I agreed because I know cardiologists could benefit from talking with hospice and palliative care pros.
The good news about medical technology is that people are living longer. That is also the challenge. Cardiologists are increasingly called on to treat the elderly and frail. We are innovators and doers, but human beings are not immortal.
Yet, I am sure of this: When life-prolonging measures are no longer effective or desired by the patient, the opportunity to deliver care, beautiful care, remains. It is just that most doctors have little (to no) training in helping patients transition to care with different goals. Too often, we fail to see that there is always something else to do.
Here are the three proposed topics:
T1: Frailty is an important predictor of outcomes, but how do we get specialists to see it, talk about it, and use it in decision making? (re: the coming revolution in percutaneous valve surgery.)

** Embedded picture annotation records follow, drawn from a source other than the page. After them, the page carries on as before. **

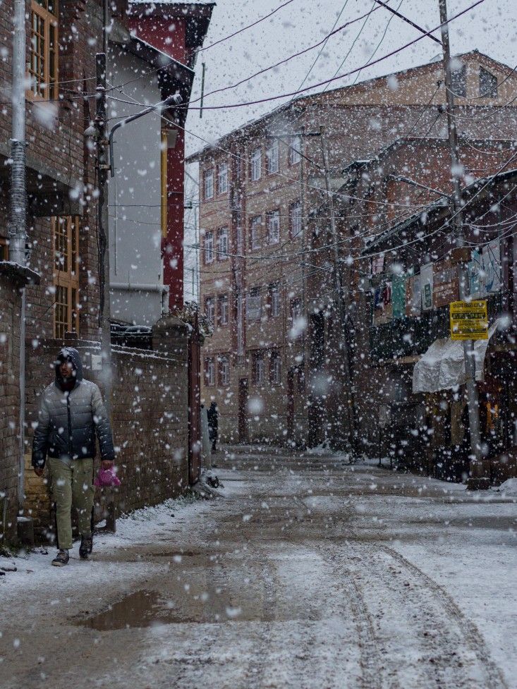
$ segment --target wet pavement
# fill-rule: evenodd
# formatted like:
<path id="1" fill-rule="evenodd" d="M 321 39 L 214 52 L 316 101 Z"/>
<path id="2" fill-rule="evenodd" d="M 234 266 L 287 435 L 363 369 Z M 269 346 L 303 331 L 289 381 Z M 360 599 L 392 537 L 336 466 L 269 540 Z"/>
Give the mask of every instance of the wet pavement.
<path id="1" fill-rule="evenodd" d="M 223 497 L 0 588 L 2 689 L 517 688 L 514 499 L 272 449 L 216 462 Z"/>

T2: ICD generator-change surgery in the elderly: How do we best present the different paths? It seems a simple question but it is not because it means discussing competing causes of death. (We can use the Drs Drye case report in Circulation Outcomes.)
T3: What is the role of palliative care in advanced heart failure? Could early palliative care be as useful in advanced heart disease as it is in advanced lung cancer?
I hope you tune in–or even Tweet in.